I also spent time trying to French braid Sofie’s hair.
On Sunday, I drove out to Annapolis to see Dominique and we had a long and wide ranging conversation about the state of the Rett community now. When Edda was newly diagnosed, I was more involved in the community and the internet was just a baby then, so it was interesting to hear about how the young families are more connected and have many more resources than I did when Edda was younger. It was so hard for me for at least 5 years after Edda was diagnosed (like unbearable to live each day, to open my eyes each morning and face another day), sometimes the families in the chat rooms and/or on Facebook made it worse. It’s a complicated thing, like trying to fit a wet noodle into straw. You can kind of see how it would work and be a simple thing, but also it’s hard to do. This metaphor makes no sense. I loved that I wasn’t alone, but also it felt like there was so much I was supposed to be doing that I wasn’t doing. Anyways, everyone mothers in a different way and I have my own way of mothering, but when I see someone else’s mothering methods I can get off course with what I feel in my core. Does that make any sense? And if you feel like the stakes seem high with your typical kiddos, it seems weirdly higher with your disabled kiddos because you’ve lost so much already. Honestly, I’m a little lazy with mothering. Maybe lazy is the wrong word. Lazy implies not caring. I do care! I care a lot. Laissez-faire? That’s too French and pretentious. Vince! What’s the right word for how I mother? I view my position as a mother as a safe harbor to return to if you are having a hard time or if you are having a great time. Sometimes it’s hard to share either/both to other people because of various circumstances. I try to let you be as person – you are your own person and have your own life and your own destiny. I believe this for Vince and Edda.

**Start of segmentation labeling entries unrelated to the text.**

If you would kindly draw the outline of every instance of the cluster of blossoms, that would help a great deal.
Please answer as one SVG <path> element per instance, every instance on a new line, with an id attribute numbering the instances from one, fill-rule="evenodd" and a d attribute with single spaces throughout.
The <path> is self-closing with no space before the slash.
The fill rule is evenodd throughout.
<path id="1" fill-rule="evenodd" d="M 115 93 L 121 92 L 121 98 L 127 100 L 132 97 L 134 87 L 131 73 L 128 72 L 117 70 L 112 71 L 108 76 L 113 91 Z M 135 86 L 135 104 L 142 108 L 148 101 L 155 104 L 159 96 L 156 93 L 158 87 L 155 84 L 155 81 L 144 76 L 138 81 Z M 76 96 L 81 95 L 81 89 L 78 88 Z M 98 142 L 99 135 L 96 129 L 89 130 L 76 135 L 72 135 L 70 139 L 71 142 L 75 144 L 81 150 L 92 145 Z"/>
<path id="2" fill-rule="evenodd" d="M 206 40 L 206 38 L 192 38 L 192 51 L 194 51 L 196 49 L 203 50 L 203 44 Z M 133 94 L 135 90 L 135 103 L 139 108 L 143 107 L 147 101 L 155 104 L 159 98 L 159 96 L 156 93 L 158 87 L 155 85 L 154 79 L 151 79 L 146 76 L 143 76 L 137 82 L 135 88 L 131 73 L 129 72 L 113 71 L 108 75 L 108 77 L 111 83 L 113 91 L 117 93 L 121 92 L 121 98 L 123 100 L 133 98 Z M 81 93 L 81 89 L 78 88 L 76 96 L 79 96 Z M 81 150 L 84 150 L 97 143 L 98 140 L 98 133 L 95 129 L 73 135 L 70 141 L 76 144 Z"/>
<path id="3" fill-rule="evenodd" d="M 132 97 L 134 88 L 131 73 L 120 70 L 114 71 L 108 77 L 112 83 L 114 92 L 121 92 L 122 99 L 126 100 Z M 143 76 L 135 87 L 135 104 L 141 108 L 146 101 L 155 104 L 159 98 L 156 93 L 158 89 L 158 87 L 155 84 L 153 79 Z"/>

On Sunday night, I reunited with Pat and we went to the Kennedy Center to see Les Miserables. I know this music so well from the original Broadway cast recording. It was one of the 2-3 albums I had on cassette tape in the late 80s and I played it 10,000 times in high school. I’ve never seen the play in person and I really wasn’t intending to go, but Pat had an extra ticket, so I got to go! It was glorious and omg, the singing was amazing and I was thrilled. Sometimes it is unbelievable what people can do. Those voices!

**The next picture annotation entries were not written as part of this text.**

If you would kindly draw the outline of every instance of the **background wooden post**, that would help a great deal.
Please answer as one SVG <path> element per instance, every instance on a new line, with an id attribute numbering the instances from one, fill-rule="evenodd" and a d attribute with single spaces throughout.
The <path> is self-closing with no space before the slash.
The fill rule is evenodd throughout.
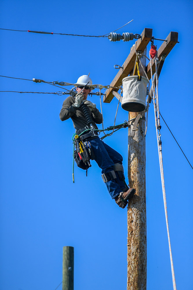
<path id="1" fill-rule="evenodd" d="M 141 59 L 145 70 L 146 58 Z M 141 66 L 141 75 L 145 76 Z M 129 120 L 145 111 L 129 112 Z M 130 187 L 136 190 L 129 201 L 127 211 L 127 290 L 146 290 L 147 281 L 147 236 L 146 196 L 146 122 L 139 120 L 135 137 L 130 135 L 134 121 L 129 127 L 128 178 Z"/>
<path id="2" fill-rule="evenodd" d="M 62 290 L 74 290 L 74 248 L 63 247 Z"/>

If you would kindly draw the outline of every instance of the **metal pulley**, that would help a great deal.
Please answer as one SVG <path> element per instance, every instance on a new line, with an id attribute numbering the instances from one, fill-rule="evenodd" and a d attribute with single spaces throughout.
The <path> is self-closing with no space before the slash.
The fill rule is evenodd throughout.
<path id="1" fill-rule="evenodd" d="M 153 59 L 156 55 L 157 51 L 156 51 L 156 48 L 155 45 L 151 45 L 151 49 L 149 51 L 149 53 L 151 58 Z"/>
<path id="2" fill-rule="evenodd" d="M 133 33 L 129 32 L 124 32 L 122 35 L 120 33 L 117 33 L 116 32 L 111 32 L 108 35 L 108 39 L 110 41 L 120 41 L 122 39 L 123 41 L 129 41 L 133 40 L 134 38 L 139 39 L 141 38 L 140 34 Z"/>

This may surprise you, Doris. You’re one of the mothers I’ve always looked up to, and I tried to be more like you as a mother, even though Josh is older than your kids. You have this amazing ability to put 1 foot in front of the other on days when you don’t feel like it and you love your kids, in a way that every mother should take notice of and be more like. You never seem to get frazzled with all the juggling in the scheduling. And you do just let your kids be who they are. Most of us try to mold our kids into something else but not you. It’s one of the things I admire the most about you.